Re: Lack of Documentation about SA_RESTART...

From: Theodore Ts'o
Date: Mon Jul 11 2005 - 19:54:54 EST


On Mon, Jul 11, 2005 at 12:32:37PM +0200, Paolo Ornati wrote:
> But what I'm looking for is a list of syscalls that are automatically
> restarted when SA_RESTART is set, and especially in what conditions.
>
> For example: read(), write(), open() are obviously restarted, but even
> on non-blocking fd?
> And what about connect() and select() for example?
>
> There are a lot of syscalls that can fail with "EINTR"! What's the
> advantage of using SA_RESTART if one doesn't know what syscalls are
> restarted?

According to the Single Unix Specification V3, all functions that
return EINTR are supposed to restart if a process receives a signal
where signal handler has been installed with the SA_RESTART flag.

There may be a few places in the kernel where this isn't happenning,
that's what the specification states.

My preference is to always check for EINTR out of sheer paranoia and
for portability, since SA_RESTART is an optional part (XSI) of the
specification which is not necessarily implemented by all Unix
systems, and contrary to popular belief, there _are_ Linux-like
systems beyond just Linux that an application writer might want their
programs to be portable to. You know, quaint legacy systems like
Solaris, HP-UX, AIX, etc. :-)

> Example of behavior: according to source code it seems that "connect()"
> (the "net/ipv4/af_inet.c : inet_stream_connect()" implementation)
> returns -ERESTARTSYS if interrupted, but if the socket is in
> non-blocking mode it returns -EINTR.

If the socket is non-blocking mode, and there isn't a connection ready
to be received, then the socket is going to return with some kind of
errno set; either EINPROGRESS (Operation now in progress) or EALREADY
(Operation already in progress), or if a signal came in during the
system call (which would happen pretty rarely, the window for the race
condition is pretty small) it will return EINTR. I _think_ that a
close reading of the specification would state that the system call
should be restarted, and since a connection isn't ready, then at that
point EINPROGRESS or EALREADY would be returned.

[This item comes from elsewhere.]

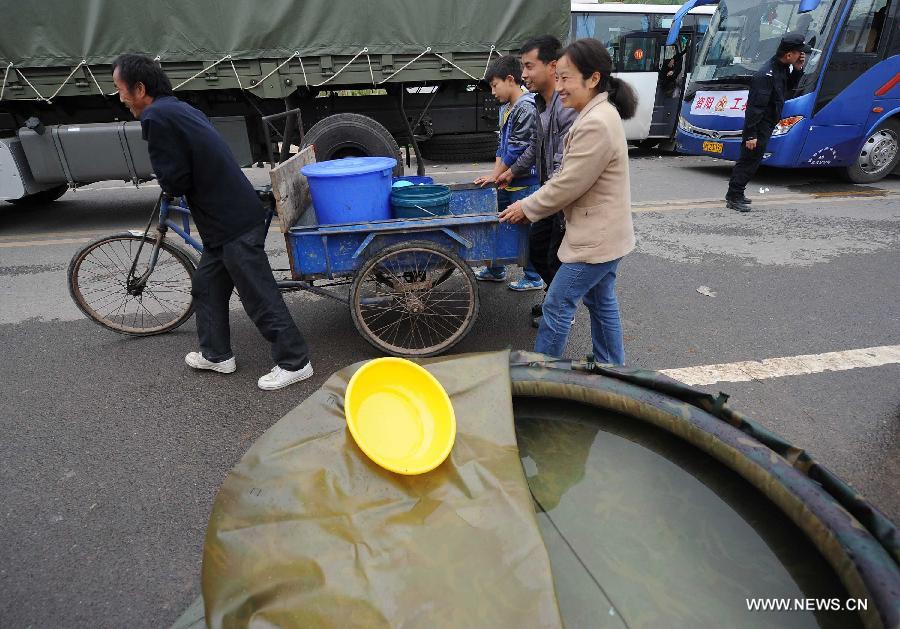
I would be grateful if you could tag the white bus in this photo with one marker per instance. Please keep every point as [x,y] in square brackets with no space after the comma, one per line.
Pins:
[635,35]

But this is a pretty small corner case, and in practice happens quite
rarely. There might be some existing code that expects EINTR in this
case, which might explain this, or perhaps it was thought that it was
useful for the application to know that a system call was handled in
the middle of a non-blocking system call (but what's the point, since
no notification would be given if the signal was processed right
before or right after the system call).

Still, I'd suggest that the old internet dictum of being conservative
in what you send and liberal in what you accept applies here. If you
want your program to be robust and portable, check for EINTR.